Details are scant. But after only a year on the job, one of the city’s best-known IT leaders is moving on. Mezzia Inc. CEO David Wortman has resigned.
“It was just time for a change,” Wortman said. “I was with the company for a year, accomplished a lot, and was ready for a change.”
Best known as the longtime CEO of locally based manufacturing softwaremaker Made2Manage Systems, Wortman, 54, led his former company through an initial public offering. But he left M2M after Boston-based Battery Ventures bought it in August 2003 and brought in new management.
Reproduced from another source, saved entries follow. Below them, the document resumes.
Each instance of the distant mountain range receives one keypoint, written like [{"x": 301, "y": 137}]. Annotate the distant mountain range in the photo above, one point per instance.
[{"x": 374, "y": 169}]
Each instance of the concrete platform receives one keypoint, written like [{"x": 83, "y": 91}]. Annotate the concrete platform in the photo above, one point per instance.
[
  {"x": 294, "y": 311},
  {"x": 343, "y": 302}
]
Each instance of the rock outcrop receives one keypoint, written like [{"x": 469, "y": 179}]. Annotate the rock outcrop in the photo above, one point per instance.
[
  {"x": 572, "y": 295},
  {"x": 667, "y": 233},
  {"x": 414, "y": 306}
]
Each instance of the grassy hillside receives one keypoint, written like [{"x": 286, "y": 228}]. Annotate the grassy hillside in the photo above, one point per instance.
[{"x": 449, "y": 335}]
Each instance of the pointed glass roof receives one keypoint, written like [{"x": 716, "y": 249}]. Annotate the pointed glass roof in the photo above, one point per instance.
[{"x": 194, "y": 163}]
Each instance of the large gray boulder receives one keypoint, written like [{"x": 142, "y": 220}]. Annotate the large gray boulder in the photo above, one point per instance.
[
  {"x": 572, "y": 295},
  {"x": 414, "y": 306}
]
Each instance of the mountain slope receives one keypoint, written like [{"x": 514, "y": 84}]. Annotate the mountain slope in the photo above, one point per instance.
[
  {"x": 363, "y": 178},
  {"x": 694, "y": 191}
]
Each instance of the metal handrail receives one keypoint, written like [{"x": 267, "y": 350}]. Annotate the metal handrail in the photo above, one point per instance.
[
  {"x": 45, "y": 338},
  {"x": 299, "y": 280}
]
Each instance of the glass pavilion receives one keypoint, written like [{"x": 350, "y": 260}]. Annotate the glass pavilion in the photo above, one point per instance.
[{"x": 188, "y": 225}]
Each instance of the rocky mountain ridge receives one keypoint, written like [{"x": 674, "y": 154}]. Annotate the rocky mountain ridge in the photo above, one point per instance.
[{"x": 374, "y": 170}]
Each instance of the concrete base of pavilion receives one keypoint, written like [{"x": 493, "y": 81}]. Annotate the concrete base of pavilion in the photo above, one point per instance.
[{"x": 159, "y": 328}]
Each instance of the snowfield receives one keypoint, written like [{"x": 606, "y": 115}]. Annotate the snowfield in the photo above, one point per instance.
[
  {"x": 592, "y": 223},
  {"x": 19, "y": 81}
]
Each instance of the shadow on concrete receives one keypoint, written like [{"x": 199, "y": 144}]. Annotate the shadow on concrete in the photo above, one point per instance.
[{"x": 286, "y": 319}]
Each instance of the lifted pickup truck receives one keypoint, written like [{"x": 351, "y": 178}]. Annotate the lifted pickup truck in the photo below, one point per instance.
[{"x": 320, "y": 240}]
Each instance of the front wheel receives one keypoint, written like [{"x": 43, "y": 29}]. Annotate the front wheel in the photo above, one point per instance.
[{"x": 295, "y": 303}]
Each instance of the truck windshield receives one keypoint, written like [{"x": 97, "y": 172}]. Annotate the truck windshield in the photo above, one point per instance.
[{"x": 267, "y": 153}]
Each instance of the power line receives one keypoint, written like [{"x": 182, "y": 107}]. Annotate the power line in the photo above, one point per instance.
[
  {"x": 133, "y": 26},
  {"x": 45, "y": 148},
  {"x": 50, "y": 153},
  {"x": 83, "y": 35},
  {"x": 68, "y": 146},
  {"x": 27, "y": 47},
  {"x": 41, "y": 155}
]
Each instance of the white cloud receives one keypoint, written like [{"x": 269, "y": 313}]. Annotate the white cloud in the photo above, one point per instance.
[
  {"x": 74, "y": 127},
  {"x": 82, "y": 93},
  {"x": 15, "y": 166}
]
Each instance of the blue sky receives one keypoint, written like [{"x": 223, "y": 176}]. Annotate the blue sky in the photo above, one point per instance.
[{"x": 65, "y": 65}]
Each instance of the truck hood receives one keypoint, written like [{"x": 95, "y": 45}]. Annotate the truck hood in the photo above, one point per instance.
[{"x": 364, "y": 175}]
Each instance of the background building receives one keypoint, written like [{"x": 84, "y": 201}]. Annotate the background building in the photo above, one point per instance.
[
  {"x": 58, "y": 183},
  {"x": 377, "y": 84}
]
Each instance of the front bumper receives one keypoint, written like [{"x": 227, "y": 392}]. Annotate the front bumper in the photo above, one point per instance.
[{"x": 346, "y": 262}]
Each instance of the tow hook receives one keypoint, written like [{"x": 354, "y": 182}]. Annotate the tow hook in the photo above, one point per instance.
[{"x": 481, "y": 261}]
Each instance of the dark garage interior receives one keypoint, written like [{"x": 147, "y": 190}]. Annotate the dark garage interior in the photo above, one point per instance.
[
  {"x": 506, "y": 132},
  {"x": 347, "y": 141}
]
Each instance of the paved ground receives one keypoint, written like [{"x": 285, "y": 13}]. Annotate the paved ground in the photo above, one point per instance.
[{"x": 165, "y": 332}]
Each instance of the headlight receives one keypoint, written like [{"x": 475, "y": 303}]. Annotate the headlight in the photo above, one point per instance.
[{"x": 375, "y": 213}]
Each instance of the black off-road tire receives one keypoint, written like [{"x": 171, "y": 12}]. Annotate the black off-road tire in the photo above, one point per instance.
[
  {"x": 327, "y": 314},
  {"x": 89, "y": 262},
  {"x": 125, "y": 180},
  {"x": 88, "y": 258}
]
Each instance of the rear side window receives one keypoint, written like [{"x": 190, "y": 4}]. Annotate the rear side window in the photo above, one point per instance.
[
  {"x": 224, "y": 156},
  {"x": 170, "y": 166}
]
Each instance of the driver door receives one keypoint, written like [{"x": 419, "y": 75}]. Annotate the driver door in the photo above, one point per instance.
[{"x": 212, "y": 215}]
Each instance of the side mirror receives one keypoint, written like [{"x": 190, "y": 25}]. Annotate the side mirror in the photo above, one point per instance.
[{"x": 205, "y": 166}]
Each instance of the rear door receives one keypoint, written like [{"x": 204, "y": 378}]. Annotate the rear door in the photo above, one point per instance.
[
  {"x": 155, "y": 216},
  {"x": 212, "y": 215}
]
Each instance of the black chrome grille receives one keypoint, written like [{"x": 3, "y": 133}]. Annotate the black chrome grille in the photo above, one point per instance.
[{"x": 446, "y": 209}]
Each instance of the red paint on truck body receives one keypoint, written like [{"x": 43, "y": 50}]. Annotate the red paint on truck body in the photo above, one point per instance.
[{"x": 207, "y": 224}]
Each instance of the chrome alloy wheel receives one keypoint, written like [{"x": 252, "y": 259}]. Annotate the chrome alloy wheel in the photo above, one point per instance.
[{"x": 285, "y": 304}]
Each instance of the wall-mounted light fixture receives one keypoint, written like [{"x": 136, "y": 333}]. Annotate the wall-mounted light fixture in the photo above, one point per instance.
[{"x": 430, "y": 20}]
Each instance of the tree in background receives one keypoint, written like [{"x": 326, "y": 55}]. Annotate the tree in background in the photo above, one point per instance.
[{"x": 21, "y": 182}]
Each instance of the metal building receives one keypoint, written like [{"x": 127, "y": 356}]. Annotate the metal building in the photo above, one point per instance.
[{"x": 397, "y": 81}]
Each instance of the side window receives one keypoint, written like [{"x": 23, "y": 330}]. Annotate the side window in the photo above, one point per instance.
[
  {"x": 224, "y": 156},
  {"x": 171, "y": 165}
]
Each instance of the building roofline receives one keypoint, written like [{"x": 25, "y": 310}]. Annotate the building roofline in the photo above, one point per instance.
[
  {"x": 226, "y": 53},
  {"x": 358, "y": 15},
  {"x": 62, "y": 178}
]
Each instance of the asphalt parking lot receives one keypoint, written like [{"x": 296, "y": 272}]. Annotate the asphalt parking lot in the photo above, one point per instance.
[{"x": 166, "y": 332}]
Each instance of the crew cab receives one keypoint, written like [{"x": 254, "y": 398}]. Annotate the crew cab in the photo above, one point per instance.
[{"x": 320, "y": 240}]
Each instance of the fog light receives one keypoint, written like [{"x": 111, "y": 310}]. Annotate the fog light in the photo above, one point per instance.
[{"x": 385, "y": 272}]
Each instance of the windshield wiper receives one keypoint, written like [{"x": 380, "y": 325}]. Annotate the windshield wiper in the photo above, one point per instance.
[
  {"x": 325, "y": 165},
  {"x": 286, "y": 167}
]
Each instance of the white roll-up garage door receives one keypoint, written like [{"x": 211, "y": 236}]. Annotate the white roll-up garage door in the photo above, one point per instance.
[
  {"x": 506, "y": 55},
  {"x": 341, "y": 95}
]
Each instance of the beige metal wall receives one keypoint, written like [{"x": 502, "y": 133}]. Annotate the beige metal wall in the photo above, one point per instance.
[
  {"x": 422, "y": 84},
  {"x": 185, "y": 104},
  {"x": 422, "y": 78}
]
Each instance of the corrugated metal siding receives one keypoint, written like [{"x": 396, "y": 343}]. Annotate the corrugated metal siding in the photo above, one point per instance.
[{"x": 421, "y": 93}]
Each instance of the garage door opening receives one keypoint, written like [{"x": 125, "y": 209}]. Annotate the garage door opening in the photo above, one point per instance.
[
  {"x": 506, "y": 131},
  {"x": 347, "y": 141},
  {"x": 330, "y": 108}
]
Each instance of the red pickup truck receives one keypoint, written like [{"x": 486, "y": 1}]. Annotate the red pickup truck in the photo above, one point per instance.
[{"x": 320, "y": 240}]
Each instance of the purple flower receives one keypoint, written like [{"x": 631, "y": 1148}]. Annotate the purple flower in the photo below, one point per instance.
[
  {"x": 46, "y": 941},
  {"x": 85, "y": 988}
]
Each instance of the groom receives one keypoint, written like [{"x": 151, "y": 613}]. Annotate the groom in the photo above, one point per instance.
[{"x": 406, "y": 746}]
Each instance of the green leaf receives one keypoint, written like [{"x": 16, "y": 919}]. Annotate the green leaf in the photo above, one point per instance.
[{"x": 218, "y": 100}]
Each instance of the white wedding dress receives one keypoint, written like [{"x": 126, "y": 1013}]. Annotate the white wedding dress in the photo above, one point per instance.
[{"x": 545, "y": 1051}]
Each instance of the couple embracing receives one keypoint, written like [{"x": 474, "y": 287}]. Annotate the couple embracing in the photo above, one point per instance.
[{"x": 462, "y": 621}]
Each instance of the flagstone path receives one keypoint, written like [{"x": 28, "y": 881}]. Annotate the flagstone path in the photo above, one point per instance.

Wortman resurfaced last November as Mezzia’s CEO. Mezzia, which makes software that hospitals and other health-care organizations use to manage their capital spending, was once considered among the city’s most promising IT startups.
“Mezzia has an excellent record of helping our nation’s health care systems make significant improvements in their financial performance,” Wortman said in a news release when he came aboard in November 2004.
“As health systems increasingly are challenged to close the ‘capital gap’ that exists between available and needed resources, I believe Mezzia will become the standard way to manage capital spending for improved financial performance.”
Founded in 1999, Mezzia never realized its expected potential after the dotcom bust. At this time last year, the company had 20 employees. It’s not clear how many it now has; Wortman declined to discuss the company.
To date, Mezzia has attracted a total of $12 million in venture capital over three rounds. The most recent came in March 2004, when a syndicate of venture capitalists-including locally based Gazelle Te c h Ve n t u r e s , Chicago-based KB Partners LLC and M i lwa u ke e – b a s e d Mason Wells Biomedical-invested $2 million.
Under his leadership, Wortman said, Mezzia expanded its sales pipeline and customer base. He said Mezzia also was able to reposition its product as a financial application for chief financial officers.
Wortman still sits on the board of locally based research firm Walker Information and the Cincinnati-based Cohesia, a supply-chain consulting company. Wortman said he plans to stay in Indianapolis.
“I’m continuing my work as a director and adviser to technology companies. We’ll see how the world unfolds,” Wortman said. “I certainly hope and have every intention of staying here. I like the community and I’m looking to be able to continue to contribute to the development of the technology community.”
Mezzia and representatives of three venture capital investors did not respond to IBJ’s repeated requests for comment.